The global issue of plastic pollution is in the forefront of headlines and reports. You can take action at home by reducing use and recycling but is there more that can be done?
While Recycle BC manages BC’s recycling program and helps educate residents to reduce and recycle packaging and paper, we also participate in initiatives that can support an effective plastics system like the New Plastics Economy initiative.
It’s exciting and encouraging to see other substantial advances in this area by others. In June, at the G7 Summit Canada tabled an Ocean Plastics Charter which calls on industry, governments, and communities around the world to take a circular approach to managing plastics. More recently, at the recent meeting of the G7 environment ministers in Halifax, Unilever Vice President & General Council at Unilever Canada, and Recycle BC Board Chair, John Coyne, and other sustainable thought-leaders launched the Circular Economy Leadership Coalition (CELC) with a mission to develop a national strategy to accelerate Canada’s circular economy.

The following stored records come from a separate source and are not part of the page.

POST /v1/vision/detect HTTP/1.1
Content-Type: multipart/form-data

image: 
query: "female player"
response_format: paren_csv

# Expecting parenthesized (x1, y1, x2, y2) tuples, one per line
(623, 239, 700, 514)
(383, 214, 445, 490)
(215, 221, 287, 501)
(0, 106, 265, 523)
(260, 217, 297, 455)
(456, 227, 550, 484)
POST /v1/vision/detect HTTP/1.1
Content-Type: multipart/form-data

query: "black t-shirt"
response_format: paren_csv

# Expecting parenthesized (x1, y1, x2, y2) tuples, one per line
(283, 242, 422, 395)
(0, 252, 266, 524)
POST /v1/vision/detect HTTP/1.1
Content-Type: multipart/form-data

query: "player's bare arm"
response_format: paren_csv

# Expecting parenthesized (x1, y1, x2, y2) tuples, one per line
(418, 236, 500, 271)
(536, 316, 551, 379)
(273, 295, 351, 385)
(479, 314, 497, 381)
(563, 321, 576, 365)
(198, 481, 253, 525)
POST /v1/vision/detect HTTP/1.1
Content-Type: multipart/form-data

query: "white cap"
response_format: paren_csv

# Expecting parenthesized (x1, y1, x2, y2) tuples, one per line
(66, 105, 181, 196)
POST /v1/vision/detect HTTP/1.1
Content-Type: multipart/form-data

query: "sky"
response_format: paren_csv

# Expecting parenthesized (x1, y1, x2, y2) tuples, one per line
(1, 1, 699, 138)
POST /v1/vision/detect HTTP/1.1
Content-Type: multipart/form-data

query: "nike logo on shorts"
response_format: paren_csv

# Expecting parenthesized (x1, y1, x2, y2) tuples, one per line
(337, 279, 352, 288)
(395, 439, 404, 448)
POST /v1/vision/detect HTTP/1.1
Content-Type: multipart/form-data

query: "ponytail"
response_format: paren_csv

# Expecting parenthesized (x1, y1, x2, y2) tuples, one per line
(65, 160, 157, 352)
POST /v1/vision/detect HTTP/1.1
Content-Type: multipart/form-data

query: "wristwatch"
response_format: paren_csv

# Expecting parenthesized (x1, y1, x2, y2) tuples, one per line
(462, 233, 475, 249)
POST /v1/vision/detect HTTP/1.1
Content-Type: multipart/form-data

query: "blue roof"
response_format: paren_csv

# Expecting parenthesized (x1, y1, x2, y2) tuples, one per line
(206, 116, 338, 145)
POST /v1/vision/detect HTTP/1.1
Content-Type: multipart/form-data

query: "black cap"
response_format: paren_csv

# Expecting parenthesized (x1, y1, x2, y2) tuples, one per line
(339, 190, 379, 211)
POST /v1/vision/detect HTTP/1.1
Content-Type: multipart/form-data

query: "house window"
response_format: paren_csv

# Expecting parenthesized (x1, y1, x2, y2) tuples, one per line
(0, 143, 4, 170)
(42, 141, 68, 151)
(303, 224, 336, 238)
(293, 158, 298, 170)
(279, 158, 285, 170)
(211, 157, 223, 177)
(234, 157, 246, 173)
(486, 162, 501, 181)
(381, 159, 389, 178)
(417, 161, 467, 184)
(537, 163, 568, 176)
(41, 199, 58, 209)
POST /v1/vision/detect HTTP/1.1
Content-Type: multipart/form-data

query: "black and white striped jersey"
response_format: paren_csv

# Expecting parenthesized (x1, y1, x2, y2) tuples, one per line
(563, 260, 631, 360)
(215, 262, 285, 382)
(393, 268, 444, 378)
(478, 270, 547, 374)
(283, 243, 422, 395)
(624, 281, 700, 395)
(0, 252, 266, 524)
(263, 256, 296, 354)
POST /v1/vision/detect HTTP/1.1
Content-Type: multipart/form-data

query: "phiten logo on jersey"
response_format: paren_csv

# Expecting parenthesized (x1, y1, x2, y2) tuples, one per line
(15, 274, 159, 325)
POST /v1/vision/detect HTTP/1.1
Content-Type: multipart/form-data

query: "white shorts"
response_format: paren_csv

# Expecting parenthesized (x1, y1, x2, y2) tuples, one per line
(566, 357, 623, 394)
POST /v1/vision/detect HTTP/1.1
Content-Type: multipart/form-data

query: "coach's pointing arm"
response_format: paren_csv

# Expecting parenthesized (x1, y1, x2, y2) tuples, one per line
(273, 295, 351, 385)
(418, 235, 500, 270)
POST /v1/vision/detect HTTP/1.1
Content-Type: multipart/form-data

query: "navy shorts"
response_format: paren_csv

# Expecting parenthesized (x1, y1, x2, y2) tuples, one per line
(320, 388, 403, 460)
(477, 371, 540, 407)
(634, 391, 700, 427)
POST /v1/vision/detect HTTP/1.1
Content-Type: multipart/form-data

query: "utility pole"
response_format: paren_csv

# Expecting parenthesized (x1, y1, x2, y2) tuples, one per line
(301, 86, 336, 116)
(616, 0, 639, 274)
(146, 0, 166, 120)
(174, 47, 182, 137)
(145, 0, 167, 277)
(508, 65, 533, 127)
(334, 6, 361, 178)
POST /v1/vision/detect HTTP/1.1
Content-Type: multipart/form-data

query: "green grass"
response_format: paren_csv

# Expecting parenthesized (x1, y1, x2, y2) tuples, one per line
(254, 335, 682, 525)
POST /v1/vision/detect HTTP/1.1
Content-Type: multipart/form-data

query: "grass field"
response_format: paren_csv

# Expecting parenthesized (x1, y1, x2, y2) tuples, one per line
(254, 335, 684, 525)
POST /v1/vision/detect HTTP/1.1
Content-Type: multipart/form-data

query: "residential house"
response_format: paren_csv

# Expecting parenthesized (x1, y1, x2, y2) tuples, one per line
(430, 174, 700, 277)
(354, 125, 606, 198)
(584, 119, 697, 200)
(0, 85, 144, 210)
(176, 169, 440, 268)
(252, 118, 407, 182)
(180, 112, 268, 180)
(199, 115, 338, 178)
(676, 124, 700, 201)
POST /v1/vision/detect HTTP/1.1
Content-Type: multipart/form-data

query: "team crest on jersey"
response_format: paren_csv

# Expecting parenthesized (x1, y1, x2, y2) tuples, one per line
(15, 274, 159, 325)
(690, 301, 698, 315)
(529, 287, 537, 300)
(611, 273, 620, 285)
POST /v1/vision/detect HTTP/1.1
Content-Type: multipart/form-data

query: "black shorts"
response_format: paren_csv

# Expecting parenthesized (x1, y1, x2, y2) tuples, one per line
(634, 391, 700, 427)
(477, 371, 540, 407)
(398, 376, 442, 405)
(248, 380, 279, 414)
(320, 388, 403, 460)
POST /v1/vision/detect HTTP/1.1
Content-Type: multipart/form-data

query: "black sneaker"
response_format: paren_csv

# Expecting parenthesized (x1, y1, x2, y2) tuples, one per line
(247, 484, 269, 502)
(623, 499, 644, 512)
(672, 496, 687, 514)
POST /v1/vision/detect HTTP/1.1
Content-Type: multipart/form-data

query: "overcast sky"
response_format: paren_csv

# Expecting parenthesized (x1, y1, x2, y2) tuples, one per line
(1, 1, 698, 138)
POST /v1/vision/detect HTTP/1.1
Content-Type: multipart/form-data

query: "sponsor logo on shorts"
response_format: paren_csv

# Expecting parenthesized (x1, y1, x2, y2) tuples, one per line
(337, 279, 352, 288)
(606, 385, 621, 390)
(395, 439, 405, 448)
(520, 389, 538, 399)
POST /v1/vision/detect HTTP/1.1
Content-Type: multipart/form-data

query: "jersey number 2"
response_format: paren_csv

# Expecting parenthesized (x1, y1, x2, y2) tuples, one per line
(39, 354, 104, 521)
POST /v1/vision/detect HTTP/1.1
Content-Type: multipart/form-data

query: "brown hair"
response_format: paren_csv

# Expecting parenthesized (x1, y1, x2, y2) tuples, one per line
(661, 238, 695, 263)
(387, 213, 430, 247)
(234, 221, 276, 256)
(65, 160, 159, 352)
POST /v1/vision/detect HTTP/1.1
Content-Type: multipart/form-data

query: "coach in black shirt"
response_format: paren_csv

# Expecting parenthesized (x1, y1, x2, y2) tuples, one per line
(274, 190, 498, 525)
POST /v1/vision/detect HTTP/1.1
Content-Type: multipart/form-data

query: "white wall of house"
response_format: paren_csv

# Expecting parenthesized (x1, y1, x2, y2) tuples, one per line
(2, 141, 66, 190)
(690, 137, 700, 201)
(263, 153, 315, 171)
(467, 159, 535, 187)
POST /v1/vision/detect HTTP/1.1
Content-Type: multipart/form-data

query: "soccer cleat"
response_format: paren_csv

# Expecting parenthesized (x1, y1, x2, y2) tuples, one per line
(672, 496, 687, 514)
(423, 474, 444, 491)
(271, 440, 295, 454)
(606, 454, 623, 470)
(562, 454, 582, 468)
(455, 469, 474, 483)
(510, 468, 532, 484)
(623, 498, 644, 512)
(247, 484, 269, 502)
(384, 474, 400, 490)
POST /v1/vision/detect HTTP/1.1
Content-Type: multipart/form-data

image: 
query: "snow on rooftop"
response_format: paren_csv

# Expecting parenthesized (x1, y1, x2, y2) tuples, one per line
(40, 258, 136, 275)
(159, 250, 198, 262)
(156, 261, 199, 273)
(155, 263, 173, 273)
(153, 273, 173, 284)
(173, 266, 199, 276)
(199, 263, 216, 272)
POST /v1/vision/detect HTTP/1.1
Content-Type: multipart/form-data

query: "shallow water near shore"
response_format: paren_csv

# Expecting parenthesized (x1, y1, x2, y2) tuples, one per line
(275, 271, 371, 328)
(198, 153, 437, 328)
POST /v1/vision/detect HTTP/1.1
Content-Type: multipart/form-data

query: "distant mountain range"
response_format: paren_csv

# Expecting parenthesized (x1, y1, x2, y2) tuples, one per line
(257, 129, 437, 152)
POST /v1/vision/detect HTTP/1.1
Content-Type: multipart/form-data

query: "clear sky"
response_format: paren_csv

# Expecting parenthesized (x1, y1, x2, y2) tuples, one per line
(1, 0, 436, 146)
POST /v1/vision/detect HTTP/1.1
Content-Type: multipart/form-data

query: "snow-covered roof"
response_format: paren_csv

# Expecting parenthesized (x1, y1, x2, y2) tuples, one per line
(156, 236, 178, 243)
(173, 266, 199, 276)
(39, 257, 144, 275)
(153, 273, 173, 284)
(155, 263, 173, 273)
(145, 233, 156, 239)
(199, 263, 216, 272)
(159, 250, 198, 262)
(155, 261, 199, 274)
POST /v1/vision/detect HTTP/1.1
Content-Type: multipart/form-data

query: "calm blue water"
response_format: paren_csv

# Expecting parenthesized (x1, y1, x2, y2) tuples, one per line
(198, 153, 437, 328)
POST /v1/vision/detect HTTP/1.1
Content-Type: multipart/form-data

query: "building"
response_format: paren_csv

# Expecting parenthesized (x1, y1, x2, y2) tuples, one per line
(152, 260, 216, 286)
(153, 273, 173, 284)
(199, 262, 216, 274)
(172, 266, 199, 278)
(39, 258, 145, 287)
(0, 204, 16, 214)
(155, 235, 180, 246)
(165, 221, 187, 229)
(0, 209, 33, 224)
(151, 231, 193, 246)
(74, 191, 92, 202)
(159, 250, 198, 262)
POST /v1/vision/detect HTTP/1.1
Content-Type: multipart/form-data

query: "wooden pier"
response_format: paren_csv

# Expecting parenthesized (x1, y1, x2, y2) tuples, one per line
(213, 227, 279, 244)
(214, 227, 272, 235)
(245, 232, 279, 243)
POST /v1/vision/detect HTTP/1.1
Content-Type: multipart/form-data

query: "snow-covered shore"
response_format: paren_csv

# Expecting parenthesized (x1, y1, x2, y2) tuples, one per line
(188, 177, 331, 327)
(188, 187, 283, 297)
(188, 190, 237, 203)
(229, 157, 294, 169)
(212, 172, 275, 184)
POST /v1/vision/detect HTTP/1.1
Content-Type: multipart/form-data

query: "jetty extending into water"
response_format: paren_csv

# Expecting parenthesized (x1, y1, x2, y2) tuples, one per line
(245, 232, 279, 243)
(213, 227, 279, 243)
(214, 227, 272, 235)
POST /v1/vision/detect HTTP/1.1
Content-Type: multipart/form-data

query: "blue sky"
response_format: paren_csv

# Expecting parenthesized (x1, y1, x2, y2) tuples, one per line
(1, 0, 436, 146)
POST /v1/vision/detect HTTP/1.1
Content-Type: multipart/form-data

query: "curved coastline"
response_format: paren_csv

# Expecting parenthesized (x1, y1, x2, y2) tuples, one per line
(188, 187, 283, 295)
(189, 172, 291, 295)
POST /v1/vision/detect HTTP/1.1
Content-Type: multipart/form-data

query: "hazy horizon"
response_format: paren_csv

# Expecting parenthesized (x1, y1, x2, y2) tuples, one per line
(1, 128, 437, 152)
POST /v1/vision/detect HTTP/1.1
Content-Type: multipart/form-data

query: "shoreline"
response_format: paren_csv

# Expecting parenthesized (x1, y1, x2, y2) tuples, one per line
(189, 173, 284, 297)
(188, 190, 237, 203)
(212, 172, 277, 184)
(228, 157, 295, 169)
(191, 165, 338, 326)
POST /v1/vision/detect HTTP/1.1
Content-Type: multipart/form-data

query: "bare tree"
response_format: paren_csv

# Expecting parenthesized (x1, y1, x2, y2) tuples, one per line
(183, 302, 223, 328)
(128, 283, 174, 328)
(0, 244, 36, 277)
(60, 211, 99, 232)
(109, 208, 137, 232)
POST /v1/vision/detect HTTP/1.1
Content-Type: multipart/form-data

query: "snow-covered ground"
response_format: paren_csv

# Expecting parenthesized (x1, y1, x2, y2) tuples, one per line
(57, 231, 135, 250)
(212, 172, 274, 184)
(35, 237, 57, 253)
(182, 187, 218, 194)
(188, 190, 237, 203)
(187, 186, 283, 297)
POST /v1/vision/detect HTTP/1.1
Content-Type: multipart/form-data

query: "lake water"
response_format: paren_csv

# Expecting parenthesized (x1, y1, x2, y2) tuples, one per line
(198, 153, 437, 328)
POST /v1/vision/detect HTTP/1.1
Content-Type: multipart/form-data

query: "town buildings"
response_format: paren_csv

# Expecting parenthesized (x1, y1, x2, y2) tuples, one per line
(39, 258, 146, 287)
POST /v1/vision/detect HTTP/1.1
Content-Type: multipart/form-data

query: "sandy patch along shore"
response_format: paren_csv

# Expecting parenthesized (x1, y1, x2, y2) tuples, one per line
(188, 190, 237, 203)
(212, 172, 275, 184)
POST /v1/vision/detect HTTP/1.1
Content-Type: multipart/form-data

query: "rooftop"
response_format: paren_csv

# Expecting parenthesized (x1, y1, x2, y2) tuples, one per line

What is the circular economy?
Products have historically been designed for convenience but with no consideration of the waste left behind or potential pollution caused by products or packaging that ‘leaks’ into the environment. Take a raw material, make something, use it, and dispose it; that is a linear economy. The solution is in the circular economy where we design products so resources can be reused and reinvested in new products again and again, preventing it from polluting the environment.
Recycling is an integral part of a circular economy. In order to reuse, recycle and recover materials, all stages of the lifecycle should be considered. The way to reuse and reinvest in new products again and again is to design for recyclability and to have the proper policies and infrastructure in place to support reuse and recycling.
“The current models of production, distribution and disposal need a radical transformation to enable a smarter, more productive cycle of productivity to emerge, one that will reveal both the economic and environmental benefits currently being overlooked. The CELC can kickstart the critical mass of support needed across businesses, government and civil society to allow this economic transformation to occur.” John D. Coyne, Co-chair, CELC, and Vice-President and General Counsel, UNILEVER Canada.